Wenn ich zur Ablenkung einen Band mit Gedichten von Sergej Jessenin aus meinem Rucksack zog, war auch M.s Neugier geweckt. Ich las ihr das auf den Einband des Buches gedruckte Gedicht vor, und sie hob ihre glamourösen Wimpern:

»Schon verrückt, dass jemand das wegwirft.«

"Und ich sah durch Nebelhüllen / gestern, als der Busch mir flirrte, / wie der Mond, das rote Füllen, / sich an unsern Schlitten schirrte."

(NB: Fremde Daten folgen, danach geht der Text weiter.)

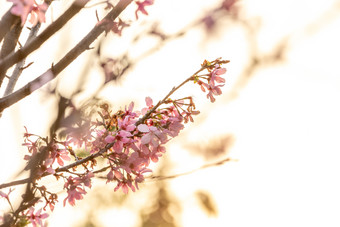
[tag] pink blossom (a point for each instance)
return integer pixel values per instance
(4, 195)
(61, 155)
(187, 115)
(74, 191)
(214, 90)
(141, 7)
(215, 75)
(140, 177)
(36, 218)
(125, 185)
(153, 135)
(87, 181)
(23, 8)
(119, 139)
(149, 104)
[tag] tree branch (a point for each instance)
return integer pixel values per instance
(6, 23)
(51, 73)
(34, 44)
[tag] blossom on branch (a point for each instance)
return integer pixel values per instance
(23, 8)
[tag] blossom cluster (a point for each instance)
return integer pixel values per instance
(36, 12)
(128, 140)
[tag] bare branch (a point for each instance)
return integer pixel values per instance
(53, 72)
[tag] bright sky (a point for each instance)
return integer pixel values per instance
(285, 121)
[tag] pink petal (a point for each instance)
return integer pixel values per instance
(143, 128)
(148, 101)
(109, 139)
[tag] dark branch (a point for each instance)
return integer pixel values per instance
(34, 44)
(65, 61)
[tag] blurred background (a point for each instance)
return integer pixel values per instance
(277, 119)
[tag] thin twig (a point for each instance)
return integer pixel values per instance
(34, 44)
(53, 72)
(221, 162)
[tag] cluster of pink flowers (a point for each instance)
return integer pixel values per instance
(128, 140)
(26, 8)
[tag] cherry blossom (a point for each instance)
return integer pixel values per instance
(36, 218)
(23, 8)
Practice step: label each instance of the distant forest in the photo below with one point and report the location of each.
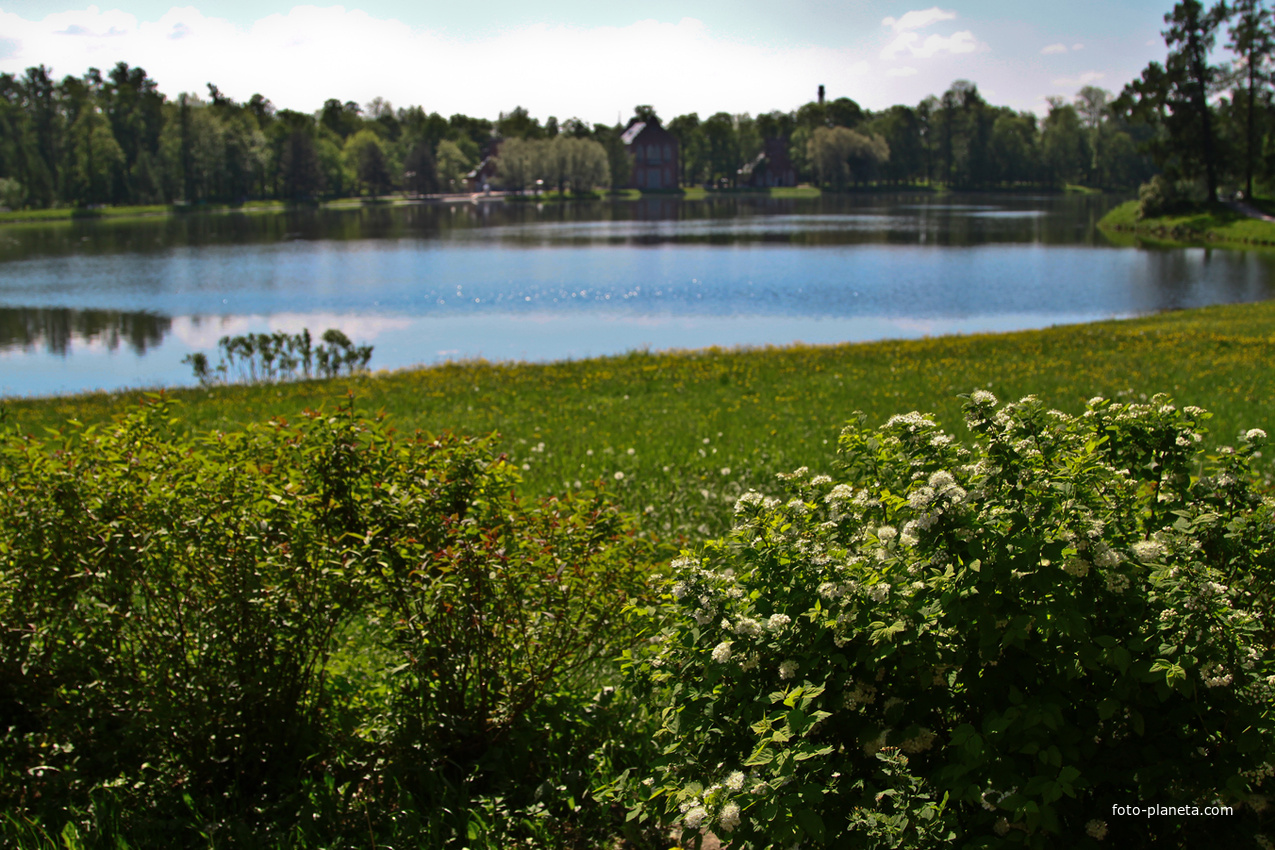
(116, 139)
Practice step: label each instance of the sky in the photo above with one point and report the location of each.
(597, 60)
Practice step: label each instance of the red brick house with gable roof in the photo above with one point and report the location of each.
(653, 152)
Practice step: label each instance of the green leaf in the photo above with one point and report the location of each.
(811, 825)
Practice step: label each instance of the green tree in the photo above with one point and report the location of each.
(134, 107)
(453, 165)
(722, 143)
(420, 171)
(342, 119)
(1063, 147)
(1252, 40)
(840, 154)
(97, 156)
(302, 175)
(1014, 153)
(587, 165)
(900, 129)
(692, 149)
(1190, 36)
(520, 162)
(518, 124)
(365, 156)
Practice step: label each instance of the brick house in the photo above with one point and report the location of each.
(770, 168)
(653, 152)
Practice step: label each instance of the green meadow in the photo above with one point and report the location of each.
(1214, 224)
(680, 435)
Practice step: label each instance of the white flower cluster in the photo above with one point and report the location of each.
(830, 590)
(912, 421)
(1149, 551)
(1104, 556)
(862, 695)
(729, 817)
(1215, 676)
(839, 493)
(1117, 583)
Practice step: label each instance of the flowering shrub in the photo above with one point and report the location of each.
(987, 644)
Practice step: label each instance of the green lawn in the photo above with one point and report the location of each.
(681, 435)
(1214, 224)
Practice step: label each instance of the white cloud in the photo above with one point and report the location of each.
(910, 43)
(1076, 82)
(290, 59)
(918, 19)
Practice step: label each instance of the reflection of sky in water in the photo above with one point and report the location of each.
(565, 289)
(423, 279)
(402, 343)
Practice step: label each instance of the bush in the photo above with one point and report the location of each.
(311, 628)
(987, 645)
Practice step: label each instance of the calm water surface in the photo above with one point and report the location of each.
(105, 305)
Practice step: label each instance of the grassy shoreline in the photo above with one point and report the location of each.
(705, 426)
(1216, 224)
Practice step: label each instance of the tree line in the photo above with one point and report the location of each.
(116, 139)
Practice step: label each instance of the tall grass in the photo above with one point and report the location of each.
(680, 435)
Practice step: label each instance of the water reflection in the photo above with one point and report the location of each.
(115, 303)
(55, 329)
(848, 219)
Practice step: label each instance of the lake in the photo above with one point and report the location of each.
(119, 303)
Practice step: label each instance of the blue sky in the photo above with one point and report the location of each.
(596, 60)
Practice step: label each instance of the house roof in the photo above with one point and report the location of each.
(631, 133)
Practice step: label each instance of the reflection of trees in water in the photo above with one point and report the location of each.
(54, 328)
(917, 218)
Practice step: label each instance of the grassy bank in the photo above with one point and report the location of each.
(1215, 223)
(681, 435)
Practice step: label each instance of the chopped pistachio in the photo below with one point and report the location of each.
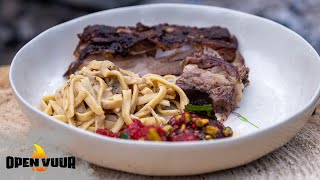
(208, 137)
(183, 127)
(167, 128)
(187, 117)
(212, 130)
(202, 122)
(153, 135)
(227, 131)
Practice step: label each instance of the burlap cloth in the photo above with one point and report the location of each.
(298, 159)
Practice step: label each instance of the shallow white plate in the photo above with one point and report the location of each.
(284, 89)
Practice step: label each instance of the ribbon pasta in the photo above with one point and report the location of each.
(103, 96)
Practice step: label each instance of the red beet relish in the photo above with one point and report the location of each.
(184, 127)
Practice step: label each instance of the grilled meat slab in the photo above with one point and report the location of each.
(111, 42)
(209, 79)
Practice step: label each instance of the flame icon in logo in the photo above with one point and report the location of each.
(39, 153)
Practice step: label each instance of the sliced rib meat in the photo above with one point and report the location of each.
(110, 42)
(208, 79)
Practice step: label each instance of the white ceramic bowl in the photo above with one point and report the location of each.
(284, 89)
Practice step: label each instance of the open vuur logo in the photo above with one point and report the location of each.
(40, 162)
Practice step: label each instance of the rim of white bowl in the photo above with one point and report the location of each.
(188, 144)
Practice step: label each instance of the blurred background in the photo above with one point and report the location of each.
(21, 20)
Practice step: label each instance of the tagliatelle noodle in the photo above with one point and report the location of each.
(102, 96)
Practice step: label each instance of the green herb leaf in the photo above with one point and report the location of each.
(244, 119)
(201, 108)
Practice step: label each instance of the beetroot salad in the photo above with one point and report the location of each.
(187, 126)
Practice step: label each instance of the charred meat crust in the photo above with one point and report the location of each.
(208, 79)
(110, 41)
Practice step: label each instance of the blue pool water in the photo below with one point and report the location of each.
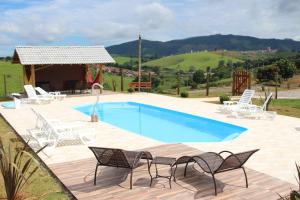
(163, 124)
(9, 104)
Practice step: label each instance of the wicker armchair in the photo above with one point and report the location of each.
(213, 163)
(119, 158)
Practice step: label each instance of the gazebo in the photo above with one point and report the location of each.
(61, 67)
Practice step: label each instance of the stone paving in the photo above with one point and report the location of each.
(278, 140)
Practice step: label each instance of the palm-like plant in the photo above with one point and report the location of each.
(16, 169)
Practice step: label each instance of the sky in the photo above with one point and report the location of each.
(108, 22)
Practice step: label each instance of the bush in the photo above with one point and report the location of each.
(106, 86)
(130, 90)
(224, 98)
(184, 94)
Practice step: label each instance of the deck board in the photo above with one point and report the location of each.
(112, 183)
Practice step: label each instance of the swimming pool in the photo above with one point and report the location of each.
(162, 124)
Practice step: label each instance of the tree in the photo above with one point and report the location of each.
(267, 74)
(198, 76)
(221, 63)
(287, 69)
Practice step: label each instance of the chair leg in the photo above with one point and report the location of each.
(131, 178)
(215, 185)
(95, 176)
(186, 165)
(174, 173)
(245, 177)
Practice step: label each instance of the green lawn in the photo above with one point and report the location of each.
(13, 81)
(43, 186)
(108, 81)
(121, 60)
(289, 107)
(199, 60)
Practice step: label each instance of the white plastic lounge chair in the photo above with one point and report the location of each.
(58, 124)
(244, 101)
(54, 132)
(257, 112)
(53, 95)
(33, 97)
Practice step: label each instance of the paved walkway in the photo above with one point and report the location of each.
(278, 140)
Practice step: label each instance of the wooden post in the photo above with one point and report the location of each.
(207, 80)
(233, 82)
(5, 88)
(140, 61)
(32, 75)
(114, 85)
(249, 80)
(101, 77)
(178, 83)
(122, 80)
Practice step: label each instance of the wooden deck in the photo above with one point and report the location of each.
(112, 183)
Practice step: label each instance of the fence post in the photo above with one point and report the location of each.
(122, 80)
(178, 83)
(114, 85)
(5, 89)
(207, 80)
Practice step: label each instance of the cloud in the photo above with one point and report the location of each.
(109, 22)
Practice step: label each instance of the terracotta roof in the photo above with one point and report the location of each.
(38, 55)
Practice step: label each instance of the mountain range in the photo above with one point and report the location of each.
(200, 43)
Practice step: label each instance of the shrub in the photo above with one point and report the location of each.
(106, 86)
(224, 98)
(184, 94)
(16, 170)
(130, 90)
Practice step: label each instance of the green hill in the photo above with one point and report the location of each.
(210, 43)
(11, 78)
(198, 60)
(121, 60)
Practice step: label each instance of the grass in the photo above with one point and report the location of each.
(121, 60)
(14, 78)
(254, 55)
(43, 185)
(198, 60)
(288, 107)
(108, 81)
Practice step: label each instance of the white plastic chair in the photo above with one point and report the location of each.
(257, 112)
(33, 97)
(244, 101)
(55, 132)
(53, 95)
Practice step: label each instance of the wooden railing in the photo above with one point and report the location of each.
(142, 85)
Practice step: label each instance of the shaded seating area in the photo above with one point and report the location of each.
(210, 162)
(214, 163)
(119, 158)
(61, 68)
(78, 176)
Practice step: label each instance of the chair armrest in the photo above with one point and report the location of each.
(228, 103)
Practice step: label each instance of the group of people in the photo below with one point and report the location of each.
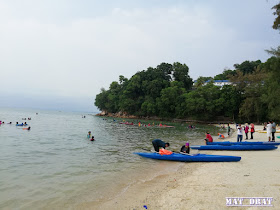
(270, 128)
(22, 124)
(157, 143)
(246, 129)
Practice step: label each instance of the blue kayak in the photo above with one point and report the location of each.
(21, 124)
(243, 143)
(235, 147)
(191, 158)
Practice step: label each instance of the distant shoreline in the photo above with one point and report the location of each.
(126, 116)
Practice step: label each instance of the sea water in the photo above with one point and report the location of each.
(55, 165)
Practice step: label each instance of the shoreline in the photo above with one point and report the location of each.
(256, 175)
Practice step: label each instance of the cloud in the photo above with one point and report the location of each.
(43, 53)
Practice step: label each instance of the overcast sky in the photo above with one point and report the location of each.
(58, 54)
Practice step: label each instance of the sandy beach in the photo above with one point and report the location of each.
(206, 185)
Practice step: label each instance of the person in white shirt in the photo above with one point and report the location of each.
(269, 130)
(239, 133)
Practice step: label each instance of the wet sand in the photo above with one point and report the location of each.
(206, 185)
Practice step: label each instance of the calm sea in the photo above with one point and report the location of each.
(54, 165)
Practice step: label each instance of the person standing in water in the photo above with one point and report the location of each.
(239, 133)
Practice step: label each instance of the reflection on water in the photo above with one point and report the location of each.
(55, 165)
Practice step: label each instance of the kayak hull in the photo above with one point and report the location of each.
(191, 158)
(243, 143)
(235, 147)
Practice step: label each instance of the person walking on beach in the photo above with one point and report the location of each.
(252, 130)
(269, 130)
(246, 130)
(89, 135)
(157, 143)
(228, 130)
(208, 138)
(239, 133)
(273, 130)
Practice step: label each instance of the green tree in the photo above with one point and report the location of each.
(181, 74)
(247, 67)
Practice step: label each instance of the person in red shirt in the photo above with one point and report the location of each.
(208, 138)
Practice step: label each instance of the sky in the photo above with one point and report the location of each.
(58, 54)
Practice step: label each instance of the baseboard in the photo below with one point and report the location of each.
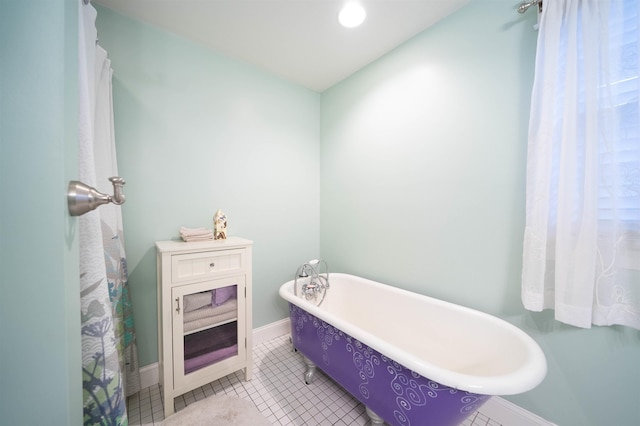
(149, 374)
(508, 413)
(271, 331)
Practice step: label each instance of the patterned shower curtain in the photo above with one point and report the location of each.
(109, 358)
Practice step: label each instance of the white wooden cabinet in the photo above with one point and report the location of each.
(204, 313)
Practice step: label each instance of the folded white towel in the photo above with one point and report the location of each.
(194, 231)
(195, 234)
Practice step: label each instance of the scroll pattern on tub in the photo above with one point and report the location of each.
(400, 396)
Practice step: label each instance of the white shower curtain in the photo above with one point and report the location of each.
(109, 354)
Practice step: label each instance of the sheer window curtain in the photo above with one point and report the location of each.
(582, 235)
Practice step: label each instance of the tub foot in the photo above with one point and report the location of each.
(376, 420)
(310, 372)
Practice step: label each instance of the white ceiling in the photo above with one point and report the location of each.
(298, 40)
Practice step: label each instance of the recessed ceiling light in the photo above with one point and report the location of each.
(352, 15)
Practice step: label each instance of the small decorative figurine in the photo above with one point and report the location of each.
(219, 226)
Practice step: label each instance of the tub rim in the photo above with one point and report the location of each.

Um nicht weiter diskutieren zu müssen, verdrückte ich mich unter die Dusche, die ganz hinten in die Küche gezwängt war. Anschließend verschlang ich vier oder fünf Brote mit Dauerwurst, von der mir meine Mutter regelmäßig eine Stange schickte. Dann setzte ich mich an den Schreibtisch.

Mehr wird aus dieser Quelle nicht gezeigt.